I found three small works by Katie Moore rather haunting. Each a painting of a woman's face with a flower in her mouth, titled "Purge I," "Purge II" and "Purge III," their meaning was ambiguous. Did the flowers symbolize an eating disorder? Or the purging of femininity? Something else?

The show seemed to be planned and promoted very effectively, with posters and a Facebook campaign that included the event and image teases leading up to the show. However, I wished for a little more information provided at the point of display, to orient and inform me about what I was viewing. Information provided with the artworks was hand-written and limited to artist name and price, sometimes a title. Many pieces would have benefited from an artist's statement. I was interested in knowing for sure what medium was used, if the work was a print or original, and with an exhibit that includes non-local artists, their origin. With a one-night-only showing, it’s the one shot you have to communicate in that physical context.
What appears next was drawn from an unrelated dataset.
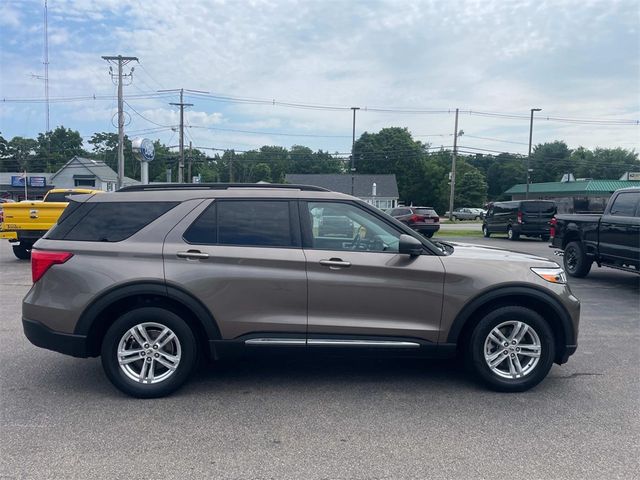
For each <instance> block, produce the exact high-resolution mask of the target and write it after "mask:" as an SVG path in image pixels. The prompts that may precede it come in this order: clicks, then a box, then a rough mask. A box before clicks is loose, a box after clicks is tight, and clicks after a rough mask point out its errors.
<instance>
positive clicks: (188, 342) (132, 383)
mask: <svg viewBox="0 0 640 480" xmlns="http://www.w3.org/2000/svg"><path fill="white" fill-rule="evenodd" d="M144 322H154V323H159V324H161V325H165V326H167V327H169V328H170V329H171V330H172V331H173V332H174V333H175V335H176V336H177V337H178V340H179V341H180V347H181V359H180V364H179V365H178V368H177V369H176V371H175V372H174V373H173V375H171V376H170V377H169V378H167V379H166V380H164V381H162V382H160V383H157V384H141V383H138V382H135V381H133V380H131V379H130V378H129V377H127V376H126V375H125V374H124V372H123V371H122V369H121V368H120V365H119V364H118V358H117V349H118V344H119V342H120V339H121V338H122V336H123V335H124V334H125V332H127V331H128V330H129V329H130V328H132V327H134V326H135V325H138V324H140V323H144ZM101 355H102V366H103V368H104V371H105V374H106V375H107V377H108V378H109V380H110V381H111V383H113V384H114V385H115V386H116V387H117V388H118V389H119V390H121V391H122V392H124V393H126V394H128V395H132V396H134V397H138V398H156V397H162V396H165V395H168V394H170V393H171V392H173V391H175V390H177V389H178V388H179V387H180V386H182V384H184V382H186V381H187V380H188V378H189V376H190V374H191V373H192V371H193V369H194V366H195V363H196V341H195V338H194V336H193V332H192V331H191V329H190V328H189V326H188V325H187V324H186V323H185V322H184V321H183V320H182V319H181V318H180V317H179V316H178V315H176V314H175V313H173V312H171V311H169V310H165V309H163V308H157V307H143V308H137V309H135V310H131V311H129V312H127V313H125V314H123V315H122V316H121V317H119V318H118V319H117V320H116V321H115V322H114V323H113V325H111V327H109V329H108V330H107V333H106V335H105V336H104V339H103V341H102V350H101Z"/></svg>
"Hard Femme" was well attended by artists, patrons and arts professionals of varied ages, and skewed towards the mid-twenties to early-thirties crowd. Several very high quality works were shown. Prices ranged from surprisingly affordable at under $100, many in the low double digits, up to $1000, and I witnessed quite a few sales. The exhibit proved to be one of the must-see, must-attend shows of the summer.

Disclosure: Two exhibiting artists at this show, Amy Armstrong and JynnaVyve Bruntmeyer, are friends.